Nei due anni di alta formazione professionale gli studenti si occuperanno di distillazione, birrificazione, succhi di frutta ma anche prodotti “innovativi” come infusi, caffè, cioccolate e bevande a base di aloe e zenzero, sviluppando competenze operative e di controllo negli ambiti della sicurezza alimentare all’interno delle filiere.

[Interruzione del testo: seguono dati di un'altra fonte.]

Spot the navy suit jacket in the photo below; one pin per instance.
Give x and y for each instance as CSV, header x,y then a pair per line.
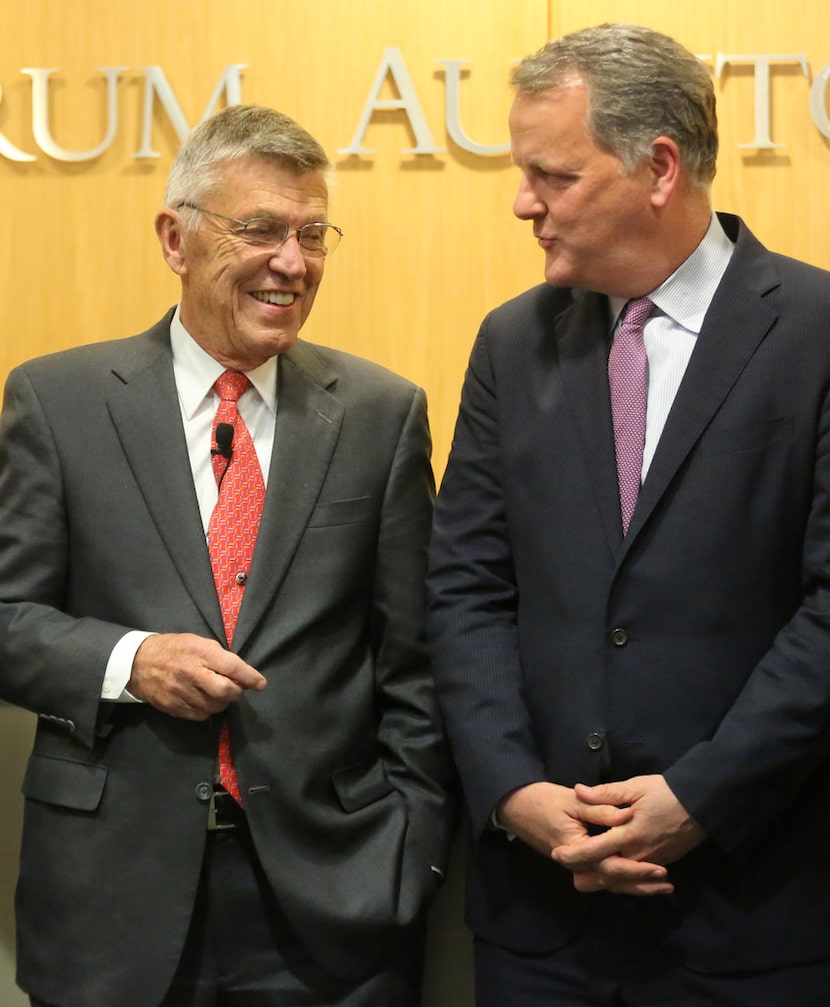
x,y
340,758
698,646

Questa mattina al Palazzo della Ricerca e Conoscenza della Fondazione Edmund Mach l’apertura della seconda edizione del corso post-diploma per tecnico superiore della produzione, trasformazione e valorizzazione dei prodotti agri-food-comparto bevande con 25 iscritti che frequenteranno 3000 ore tra lezioni frontali, laboratori e praticantato in azienda.

“Questa iniziativa è un tassello che arricchisce l’offerta formativa FEM in ambito alimentazione, andando ad integrare tutte le nostre proposte dedicate al comparto viti-enologico. Confermando questa seconda edizione rispondiamo ad una forte richiesta di competenze e conoscenze in questo comparto che ci arriva direttamente dal territorio”, ha detto il presidente della Fondazione Edmund Mach Andrea Segrè nel suo saluto di apertura. “L’aumento delle adesioni dimostra come questo sia un settore attrattivo, soprattutto quello dei distillati. Questo è l’unico corso a livello nazionale che forma gli studenti a 360° sul settore bevande: ancora una volta la Fondazione Mach lavora come apripista”, ha sottolineato il dirigente scolastico del Centro Istruzione e Formazione Marco Dal Rì.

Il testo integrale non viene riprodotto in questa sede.